Thursday, 2 December 2021

Joint Oireachtas Committee on the Implementation of the Good Friday Agreement

Engagement with Justice for the Forgotten

Ms Margaret Urwin:

I thank the Deputy, who asks many very important questions. I will deal with Belturbet first. Unfortunately, Belturbet is one of the cases that I mentioned in the opening statement that are in a limbo situation like other cases that we have, as there are a number of cases that are not part of Operation Denton. The documentary has been shown twice on RTÉ. Since it was shown, I have been in meetings with the families and with the Garda in Monaghan about this. I said that we were making some progress initially. I sent somebody forward who thought they might have some information to provide and that person did go and make a statement to gardaí.

I have had quite a lot of communications with the superintendent since then. Unfortunately, I have not heard anything in many weeks, so I am not sure what is happening with the case. It could be one of the civil cases, but we will have to find out first whether the Dublin and Monaghan bombings will be admissible in the High Court in Belfast, in terms of both jurisdiction and time limits. The matter will again come before the court later this month. Nothing can happen with the other cases because there is no point in putting forward our case if a decision is made by the court that the Dublin and Monaghan case is not admissible. That is where that stands, unfortunately, with many other cases.

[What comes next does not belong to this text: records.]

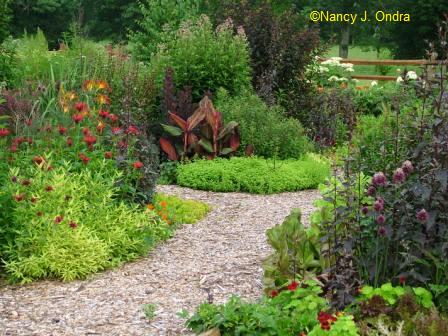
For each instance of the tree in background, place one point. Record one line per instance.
(5, 19)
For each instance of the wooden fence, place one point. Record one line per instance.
(354, 61)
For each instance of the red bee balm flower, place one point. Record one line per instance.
(77, 118)
(58, 219)
(81, 107)
(90, 140)
(38, 160)
(293, 285)
(103, 113)
(62, 130)
(19, 198)
(85, 159)
(132, 130)
(4, 132)
(138, 165)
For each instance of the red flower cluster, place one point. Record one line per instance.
(84, 158)
(4, 132)
(293, 285)
(138, 165)
(326, 320)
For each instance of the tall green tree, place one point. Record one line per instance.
(5, 19)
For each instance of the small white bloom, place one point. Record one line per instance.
(411, 75)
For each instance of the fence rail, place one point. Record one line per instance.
(356, 61)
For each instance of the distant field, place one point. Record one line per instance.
(370, 54)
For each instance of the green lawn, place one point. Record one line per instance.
(371, 54)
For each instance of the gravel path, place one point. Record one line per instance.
(221, 254)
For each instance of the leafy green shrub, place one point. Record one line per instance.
(266, 128)
(297, 310)
(67, 225)
(296, 253)
(254, 175)
(181, 211)
(160, 18)
(205, 59)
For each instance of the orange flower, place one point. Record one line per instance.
(89, 85)
(101, 85)
(103, 99)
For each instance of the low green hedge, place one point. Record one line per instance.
(254, 175)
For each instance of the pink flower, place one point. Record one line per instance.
(422, 215)
(379, 179)
(399, 176)
(371, 191)
(407, 167)
(382, 231)
(293, 285)
(381, 219)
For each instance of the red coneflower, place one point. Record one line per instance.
(138, 165)
(112, 117)
(132, 130)
(58, 219)
(90, 140)
(293, 285)
(38, 160)
(116, 130)
(4, 132)
(103, 113)
(77, 118)
(85, 159)
(62, 130)
(81, 106)
(19, 198)
(85, 131)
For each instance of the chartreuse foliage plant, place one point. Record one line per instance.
(68, 225)
(177, 210)
(254, 175)
(265, 128)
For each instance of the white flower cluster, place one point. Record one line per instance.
(336, 61)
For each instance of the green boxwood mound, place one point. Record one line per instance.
(254, 175)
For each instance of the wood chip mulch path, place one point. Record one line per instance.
(219, 256)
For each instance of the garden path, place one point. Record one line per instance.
(221, 254)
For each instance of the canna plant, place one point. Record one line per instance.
(203, 134)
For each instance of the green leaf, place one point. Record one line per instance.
(172, 130)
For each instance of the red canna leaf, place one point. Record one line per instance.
(169, 149)
(234, 141)
(178, 120)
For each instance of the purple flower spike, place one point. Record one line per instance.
(422, 215)
(399, 176)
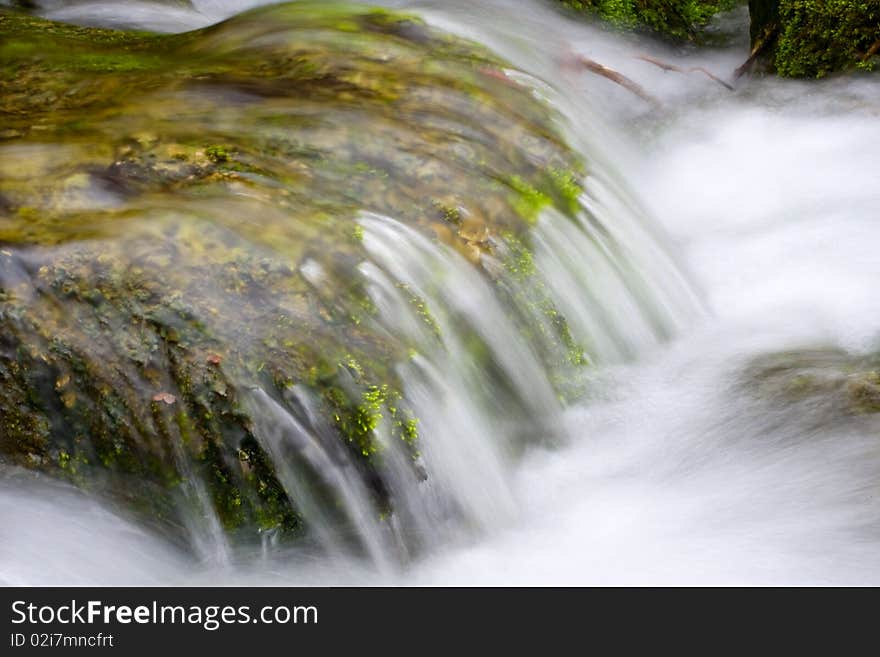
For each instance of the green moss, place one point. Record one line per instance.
(188, 206)
(679, 19)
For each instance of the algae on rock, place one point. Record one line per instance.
(178, 231)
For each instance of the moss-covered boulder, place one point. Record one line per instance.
(821, 385)
(676, 19)
(812, 38)
(181, 249)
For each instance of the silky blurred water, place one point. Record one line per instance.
(672, 473)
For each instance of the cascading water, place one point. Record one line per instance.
(561, 437)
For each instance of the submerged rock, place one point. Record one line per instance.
(181, 251)
(828, 385)
(813, 39)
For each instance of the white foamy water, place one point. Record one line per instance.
(766, 196)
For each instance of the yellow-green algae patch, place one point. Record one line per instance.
(161, 198)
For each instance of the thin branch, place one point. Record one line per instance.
(579, 61)
(678, 69)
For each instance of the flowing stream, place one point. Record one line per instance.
(719, 229)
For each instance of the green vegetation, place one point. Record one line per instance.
(812, 38)
(179, 239)
(677, 19)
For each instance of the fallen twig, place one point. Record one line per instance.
(579, 61)
(678, 69)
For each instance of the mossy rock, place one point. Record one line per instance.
(682, 20)
(165, 202)
(814, 38)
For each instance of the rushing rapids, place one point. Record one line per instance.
(323, 294)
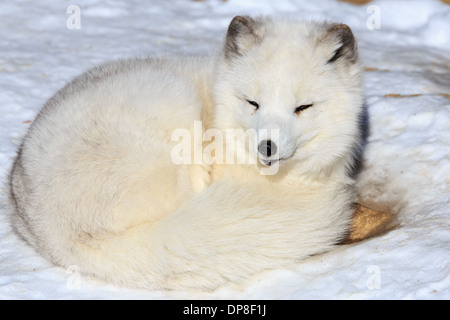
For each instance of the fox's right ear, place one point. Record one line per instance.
(242, 34)
(340, 43)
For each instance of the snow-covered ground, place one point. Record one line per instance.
(406, 49)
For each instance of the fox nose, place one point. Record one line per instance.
(267, 148)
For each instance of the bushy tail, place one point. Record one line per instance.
(225, 233)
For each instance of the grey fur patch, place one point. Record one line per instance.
(241, 35)
(343, 34)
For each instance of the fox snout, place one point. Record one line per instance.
(267, 148)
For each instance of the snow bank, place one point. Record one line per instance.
(407, 165)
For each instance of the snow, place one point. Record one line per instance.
(407, 163)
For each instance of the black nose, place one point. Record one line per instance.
(267, 148)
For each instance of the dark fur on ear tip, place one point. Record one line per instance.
(240, 35)
(348, 49)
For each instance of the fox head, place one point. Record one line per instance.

I appeared before the committee with Thomas Leahy in 2019, when he made many recommendations. To the best of my knowledge, none of those recommendations has been implemented. I certainly have not been informed if they have been. There was to be a parallel historical investigations unit, HIU, under the Stormont House Agreement, but the British Government has reneged on that, as Mr. Brecknell set out. The Stormont House Agreement was agreed to by both Governments and all political parties in Northern Ireland apart from the Ulster Unionist Party in December 2014. It guaranteed a HIU for the North as well as other entities such as the Independent Commission on Information Retrieval, ICIR, the oral history archive and so on. Unfortunately, it was not intended to have a branch of the HIU or a separate HIU here. We held meetings about it with the then Taoiseach, Deputy Varadkar, and the Minister for Foreign Affairs, Deputy Coveney, and they seemed to set their faces against setting up a parallel HIU in this jurisdiction. It was recommended by Mr. Leahy as well, but that is kind of immaterial now because the British Government has reneged on the Stormont House Agreement.

There was a question about other recommendations Mr. Leahy made. As far as I know, none of them has been implemented. I certainly have not been made aware if they have been.